Another drawback to this expansion plan is that it would hardly change campus life here, despite the name of the referendum. This referendum allows for what seems like another Price Center to be built.

The expanded Price Center will offer nothing new to students. Will building more ballrooms make your weekends any less boring? Will more student lounges really be useful in keeping you entertained? Perhaps the administration simply wants to keep students bored so they’ll use the expanded study lounges on the weekends.

Why not use the funds to build a student union? For god’s sake, CSU Long Beach has a student union, complete with several bowling lanes. The funds should actually be used to help make student life less bland rather than wasting it with more ballrooms and bigger offices for the A.S. Council members.

Furthermore, and on a personal note, the way the proponents of the referendum are promoting it is simply annoying and insulting. On Monday, several students approached me while I was quietly munching on my fries. In their hands were stacks of voting guides, which offer statements favoring and opposing the fee increase, trying to seem bipartisan about the issue.

However, like Jehovah’s Witnesses, these proponents come up to students, shoving their literature into people’s faces. They preach their values, trying to shepherd students to vote “”Yes.”” They try to capture the apathetic student (which is the majority at UCSD) so they can obtain their 20 percent of students necessary to pass the amendment. They dangle treats such as sodas and cookies in front of students who vote, like a farmer dangling carrots or apples in front of a mule. They try to imitate the political machines of Richard Daley or Bill Thompson by offering promises of greater opportunities if we vote their way.

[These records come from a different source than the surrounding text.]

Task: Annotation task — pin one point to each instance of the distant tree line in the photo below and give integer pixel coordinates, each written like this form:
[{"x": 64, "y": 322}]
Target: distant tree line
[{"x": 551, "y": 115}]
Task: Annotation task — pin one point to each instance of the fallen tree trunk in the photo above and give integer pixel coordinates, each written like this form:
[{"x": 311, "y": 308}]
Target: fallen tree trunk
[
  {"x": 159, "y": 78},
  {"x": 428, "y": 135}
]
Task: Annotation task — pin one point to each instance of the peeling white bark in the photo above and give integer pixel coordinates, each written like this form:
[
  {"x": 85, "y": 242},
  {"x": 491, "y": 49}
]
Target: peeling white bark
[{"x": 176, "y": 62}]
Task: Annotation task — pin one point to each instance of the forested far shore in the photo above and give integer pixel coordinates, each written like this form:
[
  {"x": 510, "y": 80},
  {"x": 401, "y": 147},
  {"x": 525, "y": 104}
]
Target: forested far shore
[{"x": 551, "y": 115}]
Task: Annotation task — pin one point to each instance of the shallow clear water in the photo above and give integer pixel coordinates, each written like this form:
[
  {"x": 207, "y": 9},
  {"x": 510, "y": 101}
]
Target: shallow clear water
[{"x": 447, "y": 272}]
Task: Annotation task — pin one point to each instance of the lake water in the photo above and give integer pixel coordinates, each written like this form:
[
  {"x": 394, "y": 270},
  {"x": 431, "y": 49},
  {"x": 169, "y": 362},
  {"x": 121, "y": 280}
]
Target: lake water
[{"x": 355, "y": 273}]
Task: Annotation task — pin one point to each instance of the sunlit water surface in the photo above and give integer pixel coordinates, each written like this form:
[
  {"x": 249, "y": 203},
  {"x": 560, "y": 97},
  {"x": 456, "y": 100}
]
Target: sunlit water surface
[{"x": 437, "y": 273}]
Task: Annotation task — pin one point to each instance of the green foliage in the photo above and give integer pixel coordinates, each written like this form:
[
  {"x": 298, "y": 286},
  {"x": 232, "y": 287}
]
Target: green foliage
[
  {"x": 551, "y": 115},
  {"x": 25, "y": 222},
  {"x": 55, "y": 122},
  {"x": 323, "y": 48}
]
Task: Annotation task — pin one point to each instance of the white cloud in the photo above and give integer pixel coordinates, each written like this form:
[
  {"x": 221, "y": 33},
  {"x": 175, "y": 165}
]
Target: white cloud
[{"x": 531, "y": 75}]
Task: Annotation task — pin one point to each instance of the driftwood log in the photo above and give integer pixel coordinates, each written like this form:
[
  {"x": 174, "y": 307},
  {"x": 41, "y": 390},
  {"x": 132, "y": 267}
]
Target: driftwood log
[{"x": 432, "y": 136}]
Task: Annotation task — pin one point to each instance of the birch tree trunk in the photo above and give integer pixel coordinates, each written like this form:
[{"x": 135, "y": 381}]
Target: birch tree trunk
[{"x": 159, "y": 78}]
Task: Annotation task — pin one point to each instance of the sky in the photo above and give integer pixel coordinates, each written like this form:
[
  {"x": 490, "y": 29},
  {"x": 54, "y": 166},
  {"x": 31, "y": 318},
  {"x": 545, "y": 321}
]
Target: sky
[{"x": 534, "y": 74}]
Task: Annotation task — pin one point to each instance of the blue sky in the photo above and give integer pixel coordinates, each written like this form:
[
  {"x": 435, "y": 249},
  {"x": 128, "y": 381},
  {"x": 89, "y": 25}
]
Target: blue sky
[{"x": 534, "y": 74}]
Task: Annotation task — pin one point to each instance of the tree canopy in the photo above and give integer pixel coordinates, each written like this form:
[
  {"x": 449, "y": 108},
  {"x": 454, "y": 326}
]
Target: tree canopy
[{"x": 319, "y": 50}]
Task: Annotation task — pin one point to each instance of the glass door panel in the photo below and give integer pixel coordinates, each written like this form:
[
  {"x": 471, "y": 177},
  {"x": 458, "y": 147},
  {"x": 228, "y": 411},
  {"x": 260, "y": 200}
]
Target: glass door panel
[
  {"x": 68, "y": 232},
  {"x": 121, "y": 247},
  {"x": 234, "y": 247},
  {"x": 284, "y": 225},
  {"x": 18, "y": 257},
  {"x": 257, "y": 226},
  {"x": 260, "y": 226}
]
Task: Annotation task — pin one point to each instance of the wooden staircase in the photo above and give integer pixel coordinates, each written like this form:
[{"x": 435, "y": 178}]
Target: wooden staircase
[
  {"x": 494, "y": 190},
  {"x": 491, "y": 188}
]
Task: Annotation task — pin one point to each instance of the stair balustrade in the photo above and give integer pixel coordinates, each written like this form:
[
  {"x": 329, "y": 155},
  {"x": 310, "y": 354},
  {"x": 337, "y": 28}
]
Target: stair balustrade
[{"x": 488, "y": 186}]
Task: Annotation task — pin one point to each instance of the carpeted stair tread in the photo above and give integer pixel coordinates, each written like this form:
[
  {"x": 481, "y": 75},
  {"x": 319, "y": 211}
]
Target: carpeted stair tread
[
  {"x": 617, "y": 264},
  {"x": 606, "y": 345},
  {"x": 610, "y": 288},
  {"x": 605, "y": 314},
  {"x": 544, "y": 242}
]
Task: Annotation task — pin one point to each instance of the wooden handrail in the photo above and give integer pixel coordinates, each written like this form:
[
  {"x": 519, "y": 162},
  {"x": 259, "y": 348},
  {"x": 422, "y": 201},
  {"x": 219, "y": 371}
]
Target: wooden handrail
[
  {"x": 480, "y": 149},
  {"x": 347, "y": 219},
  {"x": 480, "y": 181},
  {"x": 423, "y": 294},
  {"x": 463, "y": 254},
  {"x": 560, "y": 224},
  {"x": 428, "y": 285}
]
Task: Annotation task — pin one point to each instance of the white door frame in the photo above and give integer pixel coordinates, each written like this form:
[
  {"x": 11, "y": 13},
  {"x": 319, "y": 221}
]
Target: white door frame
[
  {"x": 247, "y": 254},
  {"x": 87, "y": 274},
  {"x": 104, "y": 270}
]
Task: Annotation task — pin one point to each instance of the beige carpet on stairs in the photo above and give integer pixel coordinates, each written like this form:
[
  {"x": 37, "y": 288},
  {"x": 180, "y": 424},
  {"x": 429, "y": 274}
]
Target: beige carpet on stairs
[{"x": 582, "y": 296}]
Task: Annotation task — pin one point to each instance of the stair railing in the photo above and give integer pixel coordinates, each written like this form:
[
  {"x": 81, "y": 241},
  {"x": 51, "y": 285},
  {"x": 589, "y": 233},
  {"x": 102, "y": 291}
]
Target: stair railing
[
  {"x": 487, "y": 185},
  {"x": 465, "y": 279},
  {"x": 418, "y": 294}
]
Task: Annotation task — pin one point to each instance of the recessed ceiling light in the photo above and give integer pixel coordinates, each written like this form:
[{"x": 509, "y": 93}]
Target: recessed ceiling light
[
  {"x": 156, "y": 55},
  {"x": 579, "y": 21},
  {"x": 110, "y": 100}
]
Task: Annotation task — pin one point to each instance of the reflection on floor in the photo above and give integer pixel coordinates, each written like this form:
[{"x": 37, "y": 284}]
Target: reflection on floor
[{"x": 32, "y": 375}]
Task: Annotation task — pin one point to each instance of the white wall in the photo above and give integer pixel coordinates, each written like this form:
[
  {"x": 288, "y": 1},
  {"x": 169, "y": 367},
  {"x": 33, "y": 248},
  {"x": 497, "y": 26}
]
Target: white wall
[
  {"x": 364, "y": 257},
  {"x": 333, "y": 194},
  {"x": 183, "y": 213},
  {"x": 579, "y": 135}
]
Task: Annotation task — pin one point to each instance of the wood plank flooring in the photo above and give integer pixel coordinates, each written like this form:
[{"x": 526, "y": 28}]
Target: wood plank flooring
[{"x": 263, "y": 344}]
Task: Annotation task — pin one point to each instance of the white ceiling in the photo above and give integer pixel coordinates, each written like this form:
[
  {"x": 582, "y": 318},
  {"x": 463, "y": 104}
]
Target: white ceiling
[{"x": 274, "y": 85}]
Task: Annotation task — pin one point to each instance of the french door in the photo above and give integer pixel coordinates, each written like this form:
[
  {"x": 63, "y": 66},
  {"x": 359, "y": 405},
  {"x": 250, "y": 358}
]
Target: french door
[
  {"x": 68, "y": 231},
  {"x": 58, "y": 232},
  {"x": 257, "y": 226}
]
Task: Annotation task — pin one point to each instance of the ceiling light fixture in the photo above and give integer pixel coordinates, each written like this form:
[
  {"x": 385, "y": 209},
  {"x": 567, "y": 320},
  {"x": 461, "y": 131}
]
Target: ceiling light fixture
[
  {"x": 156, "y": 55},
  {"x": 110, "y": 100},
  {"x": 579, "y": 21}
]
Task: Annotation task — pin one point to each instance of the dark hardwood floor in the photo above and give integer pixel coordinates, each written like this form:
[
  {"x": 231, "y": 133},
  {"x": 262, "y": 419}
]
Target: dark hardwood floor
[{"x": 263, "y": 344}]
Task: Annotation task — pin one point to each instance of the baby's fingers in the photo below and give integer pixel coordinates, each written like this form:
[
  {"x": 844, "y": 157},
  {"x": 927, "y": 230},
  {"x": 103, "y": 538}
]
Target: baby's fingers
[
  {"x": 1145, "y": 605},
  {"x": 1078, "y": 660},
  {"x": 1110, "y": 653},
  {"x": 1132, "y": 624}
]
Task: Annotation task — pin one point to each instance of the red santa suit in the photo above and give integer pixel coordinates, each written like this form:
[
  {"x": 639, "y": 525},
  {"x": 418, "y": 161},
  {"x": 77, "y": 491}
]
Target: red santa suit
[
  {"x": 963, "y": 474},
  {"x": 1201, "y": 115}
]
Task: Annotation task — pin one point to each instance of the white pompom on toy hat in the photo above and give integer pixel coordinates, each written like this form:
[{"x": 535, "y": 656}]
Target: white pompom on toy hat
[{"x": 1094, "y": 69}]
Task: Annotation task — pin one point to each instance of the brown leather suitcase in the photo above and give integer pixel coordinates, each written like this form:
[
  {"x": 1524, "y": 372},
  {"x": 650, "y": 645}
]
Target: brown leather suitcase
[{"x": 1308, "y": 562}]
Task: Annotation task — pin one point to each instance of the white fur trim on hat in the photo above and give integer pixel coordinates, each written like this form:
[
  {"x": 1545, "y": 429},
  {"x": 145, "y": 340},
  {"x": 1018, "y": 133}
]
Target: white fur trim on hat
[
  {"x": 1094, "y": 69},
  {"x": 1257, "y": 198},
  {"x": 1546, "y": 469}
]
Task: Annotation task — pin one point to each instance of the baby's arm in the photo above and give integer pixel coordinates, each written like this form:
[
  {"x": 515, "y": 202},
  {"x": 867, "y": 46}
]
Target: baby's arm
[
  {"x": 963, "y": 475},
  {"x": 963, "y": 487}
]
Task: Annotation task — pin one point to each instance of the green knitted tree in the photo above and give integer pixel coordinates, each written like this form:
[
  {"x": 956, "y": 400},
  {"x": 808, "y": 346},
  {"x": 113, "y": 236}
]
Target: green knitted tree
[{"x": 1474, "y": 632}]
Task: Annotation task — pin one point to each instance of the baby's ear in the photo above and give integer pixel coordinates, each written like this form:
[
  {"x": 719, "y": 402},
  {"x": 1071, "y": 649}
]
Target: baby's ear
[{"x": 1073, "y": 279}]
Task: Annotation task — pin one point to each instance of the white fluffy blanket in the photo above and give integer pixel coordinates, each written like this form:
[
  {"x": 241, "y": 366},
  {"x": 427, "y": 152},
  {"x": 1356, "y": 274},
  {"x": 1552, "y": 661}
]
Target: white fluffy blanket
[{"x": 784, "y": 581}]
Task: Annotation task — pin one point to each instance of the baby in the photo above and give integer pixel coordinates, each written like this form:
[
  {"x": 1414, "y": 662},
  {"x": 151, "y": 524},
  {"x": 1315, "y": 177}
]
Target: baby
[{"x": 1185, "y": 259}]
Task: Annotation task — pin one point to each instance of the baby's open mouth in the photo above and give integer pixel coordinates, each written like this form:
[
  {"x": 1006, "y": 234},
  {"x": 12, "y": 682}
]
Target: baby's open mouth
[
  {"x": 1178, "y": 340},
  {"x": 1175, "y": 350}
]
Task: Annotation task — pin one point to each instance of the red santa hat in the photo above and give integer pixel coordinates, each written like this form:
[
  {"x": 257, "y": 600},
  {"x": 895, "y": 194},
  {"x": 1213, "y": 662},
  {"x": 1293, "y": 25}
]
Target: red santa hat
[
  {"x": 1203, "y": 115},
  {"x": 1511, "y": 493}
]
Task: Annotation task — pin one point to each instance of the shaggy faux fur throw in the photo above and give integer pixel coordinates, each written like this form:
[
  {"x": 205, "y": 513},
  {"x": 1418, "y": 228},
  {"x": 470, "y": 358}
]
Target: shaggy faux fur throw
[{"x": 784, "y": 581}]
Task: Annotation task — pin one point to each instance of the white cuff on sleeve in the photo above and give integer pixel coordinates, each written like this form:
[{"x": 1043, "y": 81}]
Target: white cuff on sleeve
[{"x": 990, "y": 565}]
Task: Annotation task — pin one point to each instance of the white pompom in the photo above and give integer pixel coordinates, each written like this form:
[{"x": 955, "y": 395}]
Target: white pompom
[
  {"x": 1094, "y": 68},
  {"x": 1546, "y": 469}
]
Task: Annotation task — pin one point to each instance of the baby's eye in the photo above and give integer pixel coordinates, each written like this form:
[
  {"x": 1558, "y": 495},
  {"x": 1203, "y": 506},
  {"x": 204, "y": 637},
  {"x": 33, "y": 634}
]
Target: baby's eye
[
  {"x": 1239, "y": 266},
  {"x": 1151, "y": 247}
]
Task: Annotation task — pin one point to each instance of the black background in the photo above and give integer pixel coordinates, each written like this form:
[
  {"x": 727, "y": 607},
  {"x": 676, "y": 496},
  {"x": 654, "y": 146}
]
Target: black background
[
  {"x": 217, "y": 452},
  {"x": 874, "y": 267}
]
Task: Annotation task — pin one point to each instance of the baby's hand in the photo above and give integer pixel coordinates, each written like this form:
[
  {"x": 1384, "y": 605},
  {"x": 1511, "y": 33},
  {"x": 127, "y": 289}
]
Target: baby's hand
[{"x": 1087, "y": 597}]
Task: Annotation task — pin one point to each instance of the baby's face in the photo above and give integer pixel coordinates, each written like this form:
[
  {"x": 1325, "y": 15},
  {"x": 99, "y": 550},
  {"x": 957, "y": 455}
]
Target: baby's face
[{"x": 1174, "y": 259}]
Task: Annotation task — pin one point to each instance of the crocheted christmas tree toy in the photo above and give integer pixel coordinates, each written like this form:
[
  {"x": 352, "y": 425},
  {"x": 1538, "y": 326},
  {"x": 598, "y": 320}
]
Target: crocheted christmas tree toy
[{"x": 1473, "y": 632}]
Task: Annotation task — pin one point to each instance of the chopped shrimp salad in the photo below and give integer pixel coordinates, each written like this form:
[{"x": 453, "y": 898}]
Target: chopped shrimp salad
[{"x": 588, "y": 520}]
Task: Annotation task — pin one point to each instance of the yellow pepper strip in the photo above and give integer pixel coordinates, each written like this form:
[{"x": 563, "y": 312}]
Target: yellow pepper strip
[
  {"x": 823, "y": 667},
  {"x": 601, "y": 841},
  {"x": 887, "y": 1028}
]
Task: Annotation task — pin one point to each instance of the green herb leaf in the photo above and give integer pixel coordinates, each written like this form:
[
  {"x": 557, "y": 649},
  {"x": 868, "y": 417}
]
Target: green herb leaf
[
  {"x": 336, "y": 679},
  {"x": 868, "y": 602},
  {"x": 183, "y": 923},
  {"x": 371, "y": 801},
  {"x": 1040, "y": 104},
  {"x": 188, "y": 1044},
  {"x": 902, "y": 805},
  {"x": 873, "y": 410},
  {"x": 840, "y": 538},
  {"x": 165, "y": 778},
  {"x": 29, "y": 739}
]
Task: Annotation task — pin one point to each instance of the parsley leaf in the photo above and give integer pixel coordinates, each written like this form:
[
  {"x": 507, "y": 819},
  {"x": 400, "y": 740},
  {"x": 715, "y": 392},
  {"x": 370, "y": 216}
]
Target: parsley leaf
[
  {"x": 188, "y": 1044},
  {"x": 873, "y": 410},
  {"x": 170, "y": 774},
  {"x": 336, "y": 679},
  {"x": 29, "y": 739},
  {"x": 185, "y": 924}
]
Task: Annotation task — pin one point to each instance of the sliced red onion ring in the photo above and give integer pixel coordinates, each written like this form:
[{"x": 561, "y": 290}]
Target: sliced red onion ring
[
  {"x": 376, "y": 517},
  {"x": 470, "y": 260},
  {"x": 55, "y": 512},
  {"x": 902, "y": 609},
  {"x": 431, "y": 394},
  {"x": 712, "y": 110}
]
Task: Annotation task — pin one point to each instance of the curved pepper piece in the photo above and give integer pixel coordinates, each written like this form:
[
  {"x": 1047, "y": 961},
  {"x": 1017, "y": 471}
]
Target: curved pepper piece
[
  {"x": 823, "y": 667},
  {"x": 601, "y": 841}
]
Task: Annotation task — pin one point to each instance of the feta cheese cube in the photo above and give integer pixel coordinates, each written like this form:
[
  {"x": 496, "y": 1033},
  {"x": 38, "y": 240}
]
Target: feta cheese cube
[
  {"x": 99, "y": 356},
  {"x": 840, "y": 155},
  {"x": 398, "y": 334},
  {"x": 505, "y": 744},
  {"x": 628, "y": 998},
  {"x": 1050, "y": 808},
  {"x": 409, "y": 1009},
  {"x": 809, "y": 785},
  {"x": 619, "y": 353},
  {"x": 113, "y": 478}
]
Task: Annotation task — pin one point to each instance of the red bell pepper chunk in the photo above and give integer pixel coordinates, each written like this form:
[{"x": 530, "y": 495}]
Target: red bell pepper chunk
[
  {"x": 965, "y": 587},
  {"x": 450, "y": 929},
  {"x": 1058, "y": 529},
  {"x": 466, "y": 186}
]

The referendum, however, will not bring greater opportunities. Instead, the referendum will waste student funds. It is a half-hearted attempt at bringing about change on campus, and does so badly. The funds are badly misallocated, not focusing on what is most important to the school and to its students. It offers nothing that would make the weekends of students living on campus any better. The laundry list of promises provided in the voting guide is nothing more than a veil over students’ eyes to keep them from seeing how poorly the money will be spent. Students must take the good with the bad.

I admit that not all of the referendum is bad. The increased funds are going to the right places, though not in the right proportions. I agree with the concept that financial aid covers the increased fees for students that qualify. I agree that the two centers need to be able to accommodate more students. Yes, the student organizations need better funding. However, this current plan is not the way to bring about this much-needed expansion.

In previous years, students have rejected similar proposals and should do so again this year. Students should continue to reject these proposals as long as they do not serve the greater population of the campus, not just some small minority such as the frats and sororities, or athletes. This is, after all, our campus, and, as Khaleghi wrote, its future is in our hands. Only we, the students, can know what is best for it.